How Unit Metrics and Aggregator Metrics Work Together¶

from sygra.core.eval.metrics.unit_metrics.exact_match import ExactMatchMetric
from sygra.core.eval.metrics.aggregator_metrics.accuracy import AccuracyMetric

validator = ExactMatchMetric(key="tool")
unit_results = validator.evaluate(
    golden=[{"tool": "click"}, {"tool": "type"}],
    predicted=[{"tool": "click"}, {"tool": "scroll"}],
)

accuracy = AccuracyMetric()
print(accuracy.calculate(unit_results))
# Output: {'accuracy': 0.5}

Creating UnitMetricResult¶

from sygra.core.eval.metrics.unit_metrics.unit_metric_result import UnitMetricResult

result = UnitMetricResult(
    correct=True,
    golden={"event": "click"},
    predicted={"tool": "click"},
    metadata={"step_id": 1},
)

Initialization Patterns¶

Direct Import (Recommended)¶

from sygra.core.eval.metrics.unit_metrics.typed_value_match import TypedValueMatchMetric

metric = TypedValueMatchMetric(
    golden_text_key="text",
    predicted_text_key="text",
    fuzzy_match_threshold=0.8,
)

From Config Dict¶

from sygra.core.eval.metrics.unit_metrics.scroll_amount import ScrollAmountMetric

config = {
    "tolerance_percent": 20.0,
    "scroll_threshold": 10.0,
}
metric = ScrollAmountMetric(**config)

Parameter Validation¶

Each unit metric defines its own Pydantic config class in the same module.

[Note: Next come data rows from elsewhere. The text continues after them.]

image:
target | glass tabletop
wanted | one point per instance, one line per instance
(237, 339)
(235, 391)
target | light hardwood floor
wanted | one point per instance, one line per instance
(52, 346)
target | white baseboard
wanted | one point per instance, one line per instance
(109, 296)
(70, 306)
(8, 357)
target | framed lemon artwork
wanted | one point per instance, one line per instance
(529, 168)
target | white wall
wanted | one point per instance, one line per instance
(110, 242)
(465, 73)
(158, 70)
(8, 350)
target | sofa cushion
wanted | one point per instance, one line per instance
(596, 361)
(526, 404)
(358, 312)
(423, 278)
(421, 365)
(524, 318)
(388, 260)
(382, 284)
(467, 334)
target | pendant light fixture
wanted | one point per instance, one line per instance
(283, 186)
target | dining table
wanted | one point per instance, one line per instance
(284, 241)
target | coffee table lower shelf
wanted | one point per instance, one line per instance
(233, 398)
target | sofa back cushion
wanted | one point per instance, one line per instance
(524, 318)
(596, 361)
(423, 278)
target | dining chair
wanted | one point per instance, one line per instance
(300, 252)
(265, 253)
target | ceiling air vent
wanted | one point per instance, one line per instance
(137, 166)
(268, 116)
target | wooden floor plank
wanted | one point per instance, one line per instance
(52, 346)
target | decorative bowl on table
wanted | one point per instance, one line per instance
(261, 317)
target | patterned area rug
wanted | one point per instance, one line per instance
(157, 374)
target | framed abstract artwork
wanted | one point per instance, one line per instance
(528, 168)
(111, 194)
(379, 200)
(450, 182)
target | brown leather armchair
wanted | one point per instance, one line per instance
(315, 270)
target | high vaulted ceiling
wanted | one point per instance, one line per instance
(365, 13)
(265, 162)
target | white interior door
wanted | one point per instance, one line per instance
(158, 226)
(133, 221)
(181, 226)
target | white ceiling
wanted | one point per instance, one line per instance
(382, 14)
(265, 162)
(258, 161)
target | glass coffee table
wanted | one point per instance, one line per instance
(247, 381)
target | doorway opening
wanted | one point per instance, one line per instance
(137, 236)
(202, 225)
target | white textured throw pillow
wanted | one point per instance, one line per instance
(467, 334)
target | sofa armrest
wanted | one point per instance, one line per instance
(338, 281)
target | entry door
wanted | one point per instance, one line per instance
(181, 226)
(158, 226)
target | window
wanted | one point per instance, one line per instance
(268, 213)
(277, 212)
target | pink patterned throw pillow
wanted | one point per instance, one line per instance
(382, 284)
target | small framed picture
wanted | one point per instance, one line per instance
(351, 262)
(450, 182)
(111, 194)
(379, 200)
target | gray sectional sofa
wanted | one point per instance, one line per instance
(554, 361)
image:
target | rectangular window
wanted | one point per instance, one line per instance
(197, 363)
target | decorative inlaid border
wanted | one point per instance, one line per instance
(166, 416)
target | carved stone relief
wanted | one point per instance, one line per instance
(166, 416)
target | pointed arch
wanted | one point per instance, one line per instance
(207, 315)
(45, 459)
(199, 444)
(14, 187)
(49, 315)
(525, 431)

Validation errors come from Pydantic and surface as ValidationError.

✅ Valid Initialization¶

from sygra.core.eval.metrics.unit_metrics.action_within_bbox import ActionWithinBboxMetric

ActionWithinBboxMetric(predicted_x_key="x", predicted_y_key="y", golden_bbox_key="bbox")

❌ Invalid Initialization¶

from sygra.core.eval.metrics.unit_metrics.typed_value_match import TypedValueMatchMetric

# threshold out of range -> ValidationError
TypedValueMatchMetric(fuzzy_match_threshold=1.5)

Common Issues¶

Symptom	Cause	Solution
`ValueError: golden and predicted must have same length`	Input list lengths mismatch	Ensure both lists align per-item
Always returns `correct=False`	Key mismatch or unexpected input shape	Confirm keys (`*_key`) match your data
Fuzzy match passes unexpectedly	Threshold too low	Increase `fuzzy_match_threshold`

Configuration Architecture¶

Each metric file is self-contained and includes: - A Pydantic config model (*MetricConfig) - The metric implementation (*Metric) - Helper methods for normalization / comparison

This keeps metrics modular and makes it easy to add additional validators without modifying shared config classes.